Colorado will file charges against tomato purveyors

(Garden of the Gods) Colorado is finally confronting bad tomatoes that, like apples, can spoil the bushel. In an unsuspected reshuffling of produce priorities the attorney general’s office will pursue criminal charges against parties bringing tasteless fruit into the state.

A tomato that look like a tomato but tastes like cardboard is the target of the action. Besides sending a dangerous message to taste buds these pulpy nightshade phonies seriously protract and decelerate gastronomic advancements common to other cultures.

Acknowledging that these efforts is not meant as vague consumer protection or the adoption of cloudy restrictions on the import of other fruits and vegetables the prosecutors agreed that legislation alone will not improve taste. Harvesting the tomatoes while they are not ripe is the bugaboo that ranks shipping ease ahead of quality. Until this practice is remedied the problem will remain.

‘Past failures at setting the bar for what is a good tomato and what is a bad one have needlessly created a culinary emergency,” said a spokesman for the state. “Misappropriation in quality control, corporate expediency, mindless consumerism and outright fraud have all contributed to this mess,” she said.

“If people would simply refuse to buy these facsimiles and demand the real thing the market would correct itself overnight,” said a green grocer who refuses to sell fake produce. “These red herrings are nothing more than replicas, like the plastic offerings that inhabit non-perishable bowls in tacky kitchen displays and Dutch Master still-life paintings.”

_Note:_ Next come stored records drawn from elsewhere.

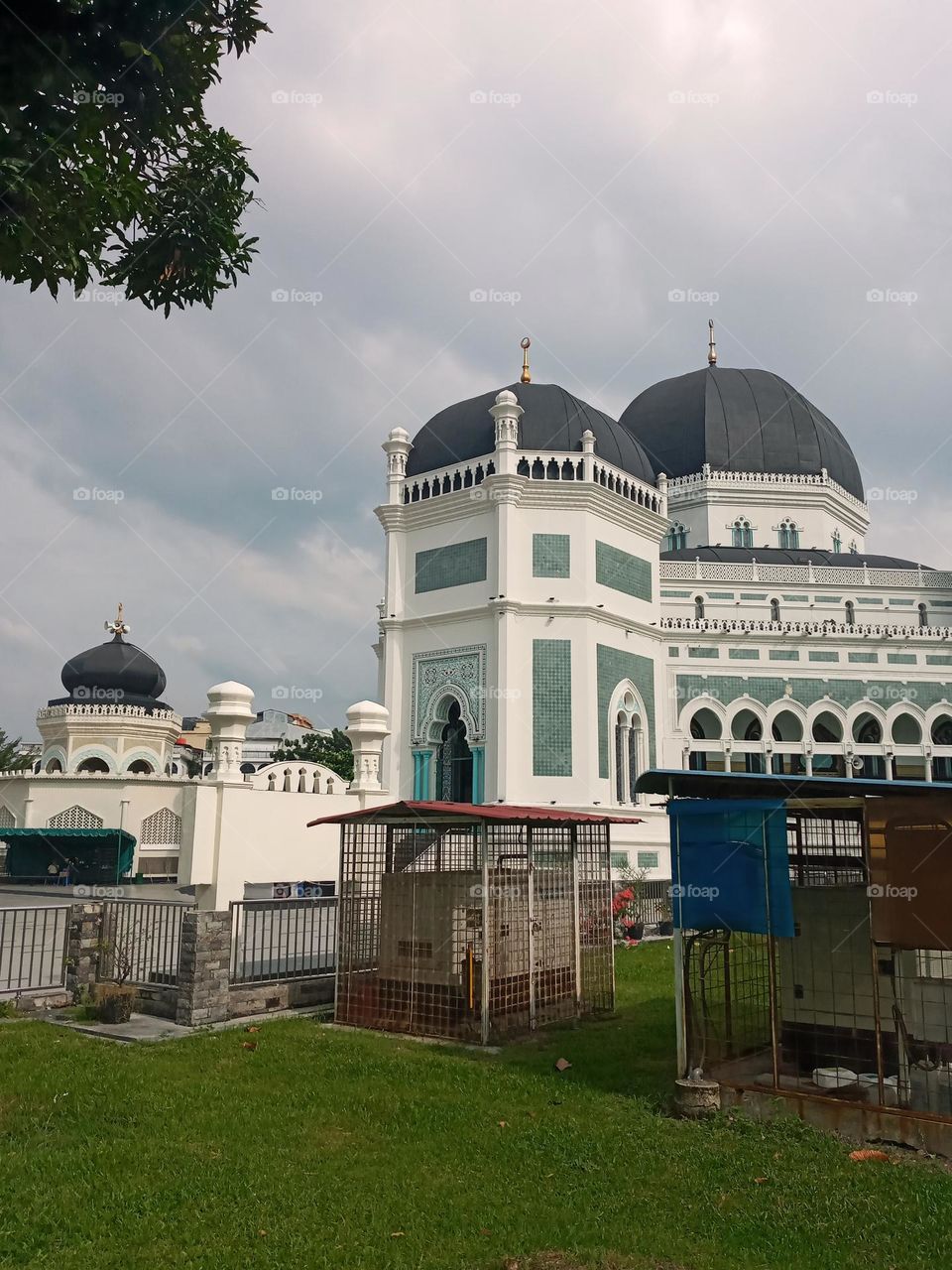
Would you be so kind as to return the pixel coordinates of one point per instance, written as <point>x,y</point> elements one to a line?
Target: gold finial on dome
<point>117,626</point>
<point>525,345</point>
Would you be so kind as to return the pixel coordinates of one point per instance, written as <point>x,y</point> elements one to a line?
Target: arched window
<point>742,534</point>
<point>93,765</point>
<point>676,538</point>
<point>788,535</point>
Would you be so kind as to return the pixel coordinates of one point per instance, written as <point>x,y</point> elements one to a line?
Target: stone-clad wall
<point>204,960</point>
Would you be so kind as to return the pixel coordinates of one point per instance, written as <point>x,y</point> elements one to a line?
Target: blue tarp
<point>729,866</point>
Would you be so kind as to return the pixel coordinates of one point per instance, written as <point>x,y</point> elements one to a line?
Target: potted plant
<point>116,998</point>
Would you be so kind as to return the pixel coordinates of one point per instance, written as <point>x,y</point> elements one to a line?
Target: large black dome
<point>113,674</point>
<point>552,420</point>
<point>738,421</point>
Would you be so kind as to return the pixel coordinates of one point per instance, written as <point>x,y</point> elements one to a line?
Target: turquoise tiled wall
<point>452,566</point>
<point>551,707</point>
<point>612,666</point>
<point>622,572</point>
<point>551,556</point>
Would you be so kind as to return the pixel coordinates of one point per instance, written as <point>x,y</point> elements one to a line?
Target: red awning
<point>489,812</point>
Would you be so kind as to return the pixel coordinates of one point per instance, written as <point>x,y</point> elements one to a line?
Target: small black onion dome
<point>552,420</point>
<point>738,421</point>
<point>113,674</point>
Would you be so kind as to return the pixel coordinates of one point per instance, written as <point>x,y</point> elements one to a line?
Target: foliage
<point>345,1150</point>
<point>13,756</point>
<point>109,169</point>
<point>334,752</point>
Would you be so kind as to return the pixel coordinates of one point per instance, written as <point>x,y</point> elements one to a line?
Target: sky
<point>436,181</point>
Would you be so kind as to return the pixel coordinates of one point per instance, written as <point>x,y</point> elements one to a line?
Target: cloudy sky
<point>611,173</point>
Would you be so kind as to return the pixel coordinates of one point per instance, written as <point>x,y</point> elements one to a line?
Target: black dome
<point>552,420</point>
<point>738,421</point>
<point>113,674</point>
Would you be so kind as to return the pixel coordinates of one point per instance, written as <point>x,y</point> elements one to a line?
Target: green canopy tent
<point>89,855</point>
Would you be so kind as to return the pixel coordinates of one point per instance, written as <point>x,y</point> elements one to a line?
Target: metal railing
<point>282,939</point>
<point>33,948</point>
<point>140,942</point>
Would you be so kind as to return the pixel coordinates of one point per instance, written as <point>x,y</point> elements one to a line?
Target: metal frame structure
<point>472,922</point>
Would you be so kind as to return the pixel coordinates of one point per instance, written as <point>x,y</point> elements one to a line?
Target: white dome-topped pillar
<point>229,714</point>
<point>367,726</point>
<point>397,447</point>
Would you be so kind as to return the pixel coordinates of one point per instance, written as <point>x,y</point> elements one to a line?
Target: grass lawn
<point>339,1150</point>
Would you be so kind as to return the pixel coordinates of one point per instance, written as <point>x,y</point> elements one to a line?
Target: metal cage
<point>472,926</point>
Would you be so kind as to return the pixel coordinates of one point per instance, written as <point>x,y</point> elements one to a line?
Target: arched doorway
<point>453,760</point>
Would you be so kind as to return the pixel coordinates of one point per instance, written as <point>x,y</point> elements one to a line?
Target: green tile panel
<point>453,566</point>
<point>551,556</point>
<point>551,707</point>
<point>622,572</point>
<point>613,666</point>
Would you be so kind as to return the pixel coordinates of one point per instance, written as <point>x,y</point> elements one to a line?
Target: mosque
<point>569,599</point>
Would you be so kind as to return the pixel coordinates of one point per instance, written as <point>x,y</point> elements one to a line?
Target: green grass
<point>329,1148</point>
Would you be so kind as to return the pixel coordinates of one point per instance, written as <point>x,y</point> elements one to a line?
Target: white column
<point>229,714</point>
<point>367,726</point>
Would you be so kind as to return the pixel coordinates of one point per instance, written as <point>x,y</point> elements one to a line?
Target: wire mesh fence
<point>474,930</point>
<point>33,944</point>
<point>284,939</point>
<point>140,942</point>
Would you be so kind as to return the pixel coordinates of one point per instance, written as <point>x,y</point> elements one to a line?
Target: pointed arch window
<point>788,535</point>
<point>676,538</point>
<point>742,532</point>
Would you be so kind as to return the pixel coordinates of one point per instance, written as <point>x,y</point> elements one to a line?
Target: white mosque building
<point>571,598</point>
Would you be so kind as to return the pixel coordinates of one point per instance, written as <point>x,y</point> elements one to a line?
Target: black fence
<point>284,939</point>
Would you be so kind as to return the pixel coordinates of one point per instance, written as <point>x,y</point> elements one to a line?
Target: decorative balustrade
<point>752,626</point>
<point>708,477</point>
<point>555,466</point>
<point>812,574</point>
<point>108,708</point>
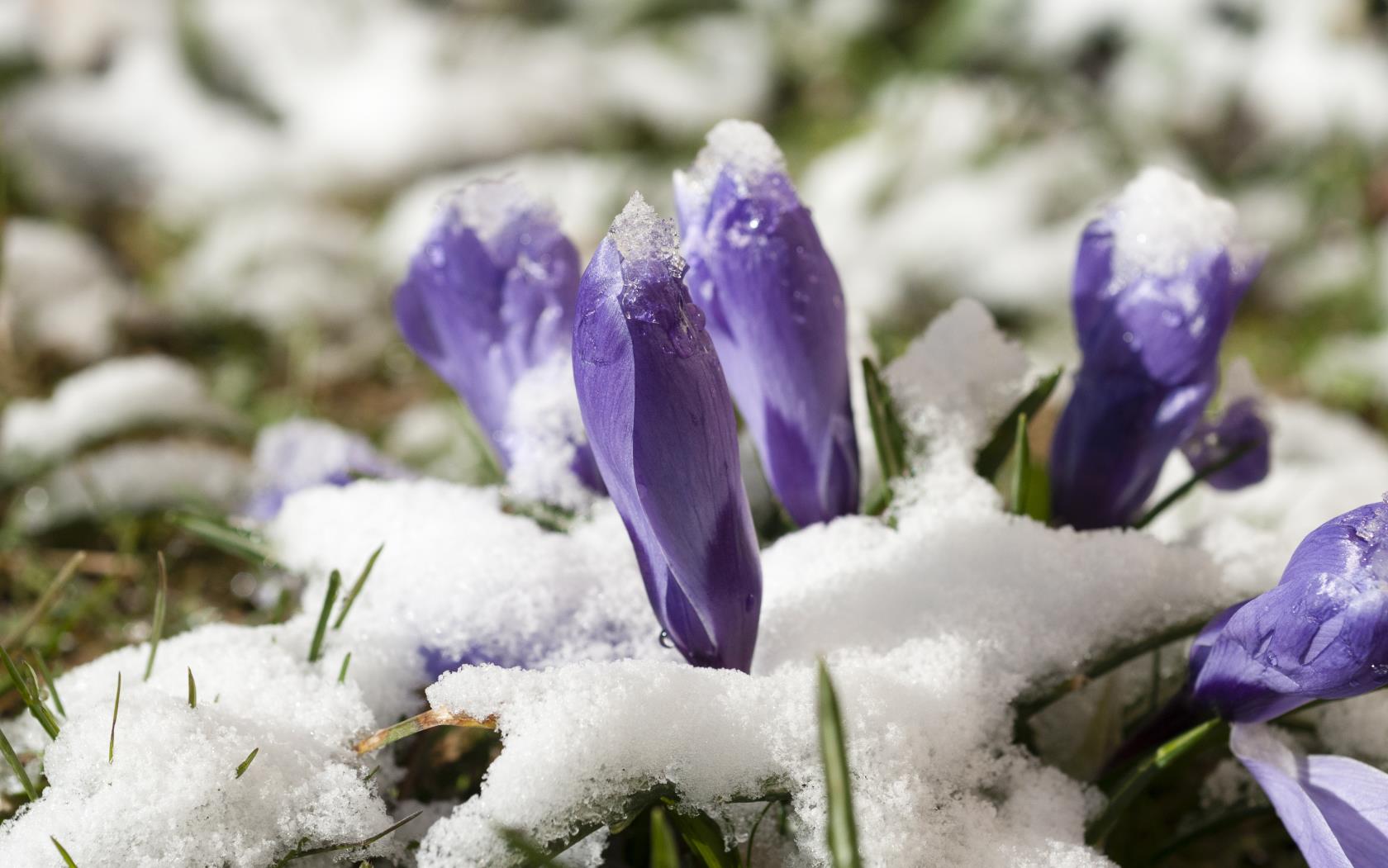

Plans to subsidize organic gardens remains on the table with many lawmakers edgy that people have already accepted these impersonators as the real thing like they often do with so many other civic and clerical intrusions into their lives.

“At this point we are not looking at a blockade or of imposed sanctions against perpetrators but all options are still in play,” said a source from the attorney general’s office. “However we are monitoring public input which often turns resentful, even bitter as traditional summer salad season emerges.